# 03 Rincon 650?



## Flatfisher6187 (Jun 21, 2007)

Pros Cons what do you guys think about them. I may have an opportunity to get one. Would you take a Rincon over a Rubicon?

Thanks


----------



## INTOTHEBLUE (Jun 21, 2011)

Can't compare it to a Rubicon since I have no experience with one but I love my 03 Rincon. Kicking around the idea of selling mine since I got the RZR 1000.


----------



## printman (May 31, 2008)

I have a 2002 Rubicon and a 2014 Rubicon. Honda did a great job with Rubicon. I have a 2014 Pioneer and it has same drivetrain as Rincon and it feels solid. I don't think you can go wrong with either one.


----------



## Stspower (Apr 6, 2012)

The only thing I didn't like about the rincon I had was it didnt have a high and low gear. Yeah you could put it in ESP mode ( I think that's what is was called) and have 1st-3rd gear but it's just not the same. I really enjoyed the bike though. Oh and if your thinking about snorkeling it, it's super easy. Just my $0.02. I'll buy anything if the price is right.


----------



## Cowboyupo6 (Jun 27, 2013)

I have an 03 rincon as well, great bike, just lacks the low end torque esp with bigger tires...look into the big red gear reduction (BGR) to fix that issue.


----------



## Flatfisher6187 (Jun 21, 2007)

Well I don't what is going to happen with the deal.
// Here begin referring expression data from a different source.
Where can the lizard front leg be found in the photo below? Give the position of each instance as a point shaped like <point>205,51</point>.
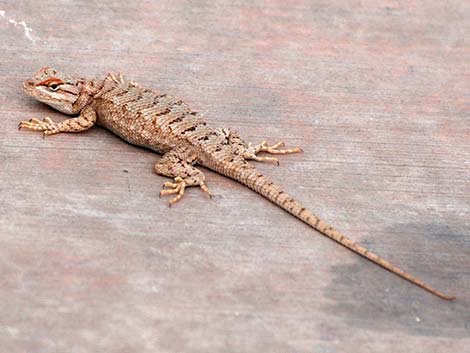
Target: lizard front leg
<point>179,164</point>
<point>84,121</point>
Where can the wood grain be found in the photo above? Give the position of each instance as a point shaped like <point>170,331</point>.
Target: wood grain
<point>375,92</point>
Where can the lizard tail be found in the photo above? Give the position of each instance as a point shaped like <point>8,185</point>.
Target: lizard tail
<point>252,178</point>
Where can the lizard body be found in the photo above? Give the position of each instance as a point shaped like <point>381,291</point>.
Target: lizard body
<point>165,124</point>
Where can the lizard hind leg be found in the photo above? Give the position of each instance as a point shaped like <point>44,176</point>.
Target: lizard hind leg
<point>179,165</point>
<point>252,151</point>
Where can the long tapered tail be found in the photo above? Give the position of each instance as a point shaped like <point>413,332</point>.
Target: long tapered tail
<point>251,177</point>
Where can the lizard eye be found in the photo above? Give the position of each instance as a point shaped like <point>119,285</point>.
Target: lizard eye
<point>54,87</point>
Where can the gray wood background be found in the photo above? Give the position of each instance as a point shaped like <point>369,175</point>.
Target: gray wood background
<point>375,92</point>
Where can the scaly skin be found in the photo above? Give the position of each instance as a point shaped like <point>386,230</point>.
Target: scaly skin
<point>165,124</point>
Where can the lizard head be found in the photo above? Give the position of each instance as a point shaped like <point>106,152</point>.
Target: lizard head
<point>56,89</point>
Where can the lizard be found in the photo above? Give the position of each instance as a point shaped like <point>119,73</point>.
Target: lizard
<point>167,125</point>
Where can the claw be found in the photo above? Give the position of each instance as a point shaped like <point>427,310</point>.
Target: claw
<point>47,125</point>
<point>178,187</point>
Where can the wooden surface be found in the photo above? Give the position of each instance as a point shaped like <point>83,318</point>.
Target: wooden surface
<point>375,92</point>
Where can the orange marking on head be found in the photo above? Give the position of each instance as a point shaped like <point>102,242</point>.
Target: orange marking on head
<point>50,80</point>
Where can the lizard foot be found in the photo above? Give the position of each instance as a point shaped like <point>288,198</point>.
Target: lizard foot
<point>47,126</point>
<point>178,187</point>
<point>252,150</point>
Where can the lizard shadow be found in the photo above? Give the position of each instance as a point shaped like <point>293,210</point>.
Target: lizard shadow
<point>361,299</point>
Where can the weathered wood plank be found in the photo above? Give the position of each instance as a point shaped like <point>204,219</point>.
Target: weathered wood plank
<point>376,93</point>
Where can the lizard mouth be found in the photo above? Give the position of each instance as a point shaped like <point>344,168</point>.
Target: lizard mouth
<point>28,85</point>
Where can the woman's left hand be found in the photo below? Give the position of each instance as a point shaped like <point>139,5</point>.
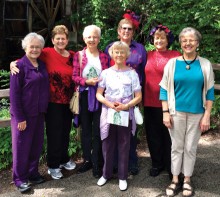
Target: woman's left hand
<point>92,81</point>
<point>120,106</point>
<point>205,123</point>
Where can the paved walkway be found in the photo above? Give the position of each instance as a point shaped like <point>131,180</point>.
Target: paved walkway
<point>206,180</point>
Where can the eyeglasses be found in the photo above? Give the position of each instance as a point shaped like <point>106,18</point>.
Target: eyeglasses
<point>128,28</point>
<point>188,41</point>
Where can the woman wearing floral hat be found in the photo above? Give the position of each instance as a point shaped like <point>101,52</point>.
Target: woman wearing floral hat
<point>137,61</point>
<point>157,134</point>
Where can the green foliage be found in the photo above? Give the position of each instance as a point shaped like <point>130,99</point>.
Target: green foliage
<point>5,147</point>
<point>4,79</point>
<point>75,144</point>
<point>4,108</point>
<point>203,15</point>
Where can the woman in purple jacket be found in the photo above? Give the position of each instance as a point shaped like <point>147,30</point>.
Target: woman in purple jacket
<point>29,94</point>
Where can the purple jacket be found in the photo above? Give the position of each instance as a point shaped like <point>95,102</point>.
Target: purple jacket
<point>29,90</point>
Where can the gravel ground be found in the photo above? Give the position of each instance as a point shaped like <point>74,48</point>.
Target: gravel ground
<point>206,179</point>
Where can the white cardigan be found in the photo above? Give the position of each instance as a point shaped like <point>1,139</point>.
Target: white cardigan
<point>167,81</point>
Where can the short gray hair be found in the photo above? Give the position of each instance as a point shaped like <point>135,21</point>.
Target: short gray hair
<point>29,37</point>
<point>90,28</point>
<point>119,44</point>
<point>190,30</point>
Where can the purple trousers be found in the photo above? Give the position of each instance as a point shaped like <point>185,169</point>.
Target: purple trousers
<point>119,137</point>
<point>26,148</point>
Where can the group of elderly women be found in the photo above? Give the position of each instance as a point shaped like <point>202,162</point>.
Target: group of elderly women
<point>177,101</point>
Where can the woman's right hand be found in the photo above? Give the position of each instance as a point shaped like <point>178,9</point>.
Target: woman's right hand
<point>92,81</point>
<point>13,68</point>
<point>22,126</point>
<point>167,120</point>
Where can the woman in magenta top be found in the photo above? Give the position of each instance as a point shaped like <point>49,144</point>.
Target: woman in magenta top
<point>157,134</point>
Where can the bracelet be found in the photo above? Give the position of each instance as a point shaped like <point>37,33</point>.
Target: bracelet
<point>128,106</point>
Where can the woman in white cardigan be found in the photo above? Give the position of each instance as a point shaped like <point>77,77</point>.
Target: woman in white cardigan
<point>187,94</point>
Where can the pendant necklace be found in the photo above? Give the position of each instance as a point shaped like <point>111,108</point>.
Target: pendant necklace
<point>188,64</point>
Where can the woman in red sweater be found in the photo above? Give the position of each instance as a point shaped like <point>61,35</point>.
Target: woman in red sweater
<point>157,134</point>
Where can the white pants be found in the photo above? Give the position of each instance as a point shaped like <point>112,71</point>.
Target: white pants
<point>185,135</point>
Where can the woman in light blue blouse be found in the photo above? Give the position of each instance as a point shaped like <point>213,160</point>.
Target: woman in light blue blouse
<point>187,94</point>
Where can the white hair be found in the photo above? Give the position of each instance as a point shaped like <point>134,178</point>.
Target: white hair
<point>88,29</point>
<point>29,37</point>
<point>119,45</point>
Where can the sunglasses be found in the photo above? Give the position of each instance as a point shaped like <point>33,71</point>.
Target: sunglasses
<point>128,28</point>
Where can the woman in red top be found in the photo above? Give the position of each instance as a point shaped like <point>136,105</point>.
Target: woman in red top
<point>157,134</point>
<point>59,117</point>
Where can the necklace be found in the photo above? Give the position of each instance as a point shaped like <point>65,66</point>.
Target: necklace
<point>188,64</point>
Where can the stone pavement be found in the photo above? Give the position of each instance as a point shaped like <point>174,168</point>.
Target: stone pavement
<point>206,180</point>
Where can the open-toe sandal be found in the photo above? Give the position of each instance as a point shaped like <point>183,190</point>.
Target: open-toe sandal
<point>188,188</point>
<point>174,188</point>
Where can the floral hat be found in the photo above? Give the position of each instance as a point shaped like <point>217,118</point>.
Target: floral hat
<point>134,18</point>
<point>169,34</point>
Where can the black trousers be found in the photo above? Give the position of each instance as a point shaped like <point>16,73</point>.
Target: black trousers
<point>90,136</point>
<point>158,138</point>
<point>58,126</point>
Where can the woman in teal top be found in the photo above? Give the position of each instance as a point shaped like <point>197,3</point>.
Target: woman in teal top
<point>187,94</point>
I was supposed to meet with the people on Wednesday but a little while before I was going to head their way the guy texted me and said that he broke the carburetor when he was riding it on Tuesday and that he was going to take it to a mechanic. I tried to find out what happened to the carb because I haven't ever had any issue with a carb "breaking" while riding, I guess anything is possible, but he never told me what happened but he did say that he didn't have the money to fix it and that he may just sell it to the mechanic. I told him that a carb issue was not a deal breaker for me depending on what happened to it but he never responded. I knew I shouldn't have gotten my hopes up. Oh well I still have a good running Rubicon maybe another deal will present itself.


----------